Overall, it was a great trip!

Saturday, October 13, 2012

Entering the Dream World of Antoni Gaudi. Barcelona Part 3

      During the afternoon on our second day in Barcelona, we explored the northern side of Barcelona with a trip to 3 of Gaudi’s amazing works: The Sagrada Familia, La Pedrera, and Casa Battlo. When you walk by one of these buildings you can’t help but stop in awe and gaze at the sheer size and enormity of these buildings. Even in its uncompleted form, the Sagrada Familia is incredibly impressive. As you sit and stare at it, you continue to find new details everywhere you look.

Then, to the apartment buildings, sandwiched between normal buildings, these colorful and crazy additions to Barcelona are startling. You have to go to the other side of the street to really appreciate them, then you can move closer and look at the details. We didn’t go inside any of these buildings due to the exorbitantly high entrance price, nearly $25 for Casa Battlo, but we still saw a lot from the outside.

 On our final morning, we decided to go to Parc Guell, my favorite of Gaudi´s works. We walked down to the metro and waited. And waited. Then, we noticed on the screen above that there was a strike in the metro system and so all services were minimal. We didn´t know what to do. Should we leave and try to walk the very long way? Should we try to take a bus? We walked up to the top station, ready to look for a different means of transportation when a woman came out and told us, “2 minutes. It will be here in 2 minutes”. So, we rushed back down and caught the metro to get us close to Parc Guell. Finally, about an hour later we had completed what should have been a half hour journey at most. However, the payoff was huge. As my eyes fell on the amazing wall of Parc Guell, I knew the whole trip was worth it.


 



 




         Like stepping into a dream, we wandered through the entrance gate and into the giant park. The buildings look like something out of a Hansel and Gretel movie set with bright colors and candy motifs. Then, as you push past the hundreds of people, you make your way by the Gaudi Lizard and then into the main area with the many mosaics on the ceiling. Past that, you can walk through a tunnel of rock that was built to look like a wave flowing over you. It was absolutely incredible. We kept climbing up and up past stairs and ramps, through carefully designed tunnels and archways. And then we were at the summit where we could look out over all of Barcelona. We could even see the Sagrada Familia and the giant cranes working on it way off in the distance. Wow! What a view!

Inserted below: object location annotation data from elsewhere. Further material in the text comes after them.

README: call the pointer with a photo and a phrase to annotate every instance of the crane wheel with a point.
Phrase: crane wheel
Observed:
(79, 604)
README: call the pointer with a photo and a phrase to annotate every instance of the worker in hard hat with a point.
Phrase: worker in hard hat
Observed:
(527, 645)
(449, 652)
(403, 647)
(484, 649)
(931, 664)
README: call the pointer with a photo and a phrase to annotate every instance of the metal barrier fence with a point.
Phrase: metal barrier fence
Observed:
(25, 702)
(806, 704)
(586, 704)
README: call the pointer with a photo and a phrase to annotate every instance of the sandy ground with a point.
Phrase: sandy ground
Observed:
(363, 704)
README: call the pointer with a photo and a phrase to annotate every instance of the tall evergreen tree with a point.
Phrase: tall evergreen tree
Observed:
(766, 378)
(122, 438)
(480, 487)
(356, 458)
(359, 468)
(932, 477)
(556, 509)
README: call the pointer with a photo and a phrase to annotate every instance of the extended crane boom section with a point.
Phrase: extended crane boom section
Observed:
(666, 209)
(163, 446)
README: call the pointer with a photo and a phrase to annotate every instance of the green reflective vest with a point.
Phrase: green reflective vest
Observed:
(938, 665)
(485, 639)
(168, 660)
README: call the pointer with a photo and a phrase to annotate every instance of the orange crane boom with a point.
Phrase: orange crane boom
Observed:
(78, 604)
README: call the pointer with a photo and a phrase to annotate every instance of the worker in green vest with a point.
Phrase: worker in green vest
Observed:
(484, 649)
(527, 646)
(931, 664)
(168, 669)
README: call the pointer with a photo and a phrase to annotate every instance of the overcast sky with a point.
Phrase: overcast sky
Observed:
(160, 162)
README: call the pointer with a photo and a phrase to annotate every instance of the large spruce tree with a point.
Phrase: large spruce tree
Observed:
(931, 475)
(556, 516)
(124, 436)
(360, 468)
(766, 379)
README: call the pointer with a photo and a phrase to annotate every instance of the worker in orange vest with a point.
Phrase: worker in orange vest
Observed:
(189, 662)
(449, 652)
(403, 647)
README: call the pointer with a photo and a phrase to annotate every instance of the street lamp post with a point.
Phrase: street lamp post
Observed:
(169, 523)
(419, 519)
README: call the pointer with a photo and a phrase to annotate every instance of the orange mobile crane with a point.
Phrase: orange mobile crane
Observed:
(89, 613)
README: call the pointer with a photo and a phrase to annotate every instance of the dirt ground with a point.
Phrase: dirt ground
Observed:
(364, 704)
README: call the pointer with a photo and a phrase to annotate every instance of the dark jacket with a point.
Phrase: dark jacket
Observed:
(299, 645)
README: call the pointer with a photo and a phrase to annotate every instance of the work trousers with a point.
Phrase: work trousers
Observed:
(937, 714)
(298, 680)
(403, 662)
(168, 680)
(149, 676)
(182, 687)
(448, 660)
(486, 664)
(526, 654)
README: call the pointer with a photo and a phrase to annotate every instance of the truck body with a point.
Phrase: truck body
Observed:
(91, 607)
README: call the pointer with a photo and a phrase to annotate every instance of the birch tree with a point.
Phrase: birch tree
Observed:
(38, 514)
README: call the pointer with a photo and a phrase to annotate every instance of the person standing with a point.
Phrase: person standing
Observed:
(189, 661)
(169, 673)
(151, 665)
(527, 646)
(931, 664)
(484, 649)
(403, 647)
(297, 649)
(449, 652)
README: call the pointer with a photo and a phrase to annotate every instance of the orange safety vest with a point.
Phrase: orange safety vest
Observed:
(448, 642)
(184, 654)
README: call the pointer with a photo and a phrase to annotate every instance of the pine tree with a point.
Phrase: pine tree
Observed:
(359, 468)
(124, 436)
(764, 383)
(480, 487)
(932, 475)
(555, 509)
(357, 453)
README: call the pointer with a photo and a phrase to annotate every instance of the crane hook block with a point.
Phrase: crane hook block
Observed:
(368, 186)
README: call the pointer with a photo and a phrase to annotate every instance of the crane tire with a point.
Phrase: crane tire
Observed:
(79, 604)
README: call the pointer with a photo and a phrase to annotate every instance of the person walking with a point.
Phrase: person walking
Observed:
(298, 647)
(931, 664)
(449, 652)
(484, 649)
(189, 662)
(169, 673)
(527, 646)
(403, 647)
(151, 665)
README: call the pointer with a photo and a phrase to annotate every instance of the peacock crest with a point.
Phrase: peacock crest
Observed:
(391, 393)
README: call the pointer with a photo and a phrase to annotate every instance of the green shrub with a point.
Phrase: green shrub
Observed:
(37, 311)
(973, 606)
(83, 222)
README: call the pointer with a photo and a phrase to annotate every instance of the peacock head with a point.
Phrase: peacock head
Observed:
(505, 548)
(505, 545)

 After exploring all that we felt we had time for given the metro delays, we headed back to our room to check out. We only took one metro ride and chose to walk the rest of the way since waiting for the trains was the biggest delay. It ended up being a wise choice because at our stop, the metro began to smoke and the whole train was evacuated. Wow! We packed up our stuff and moved on to the bus station, wearing our most touristy outfits, Barcelona t-shirts. And finally, after the 8 hour bus ride, we were back in Alcala safe and sound, and tired.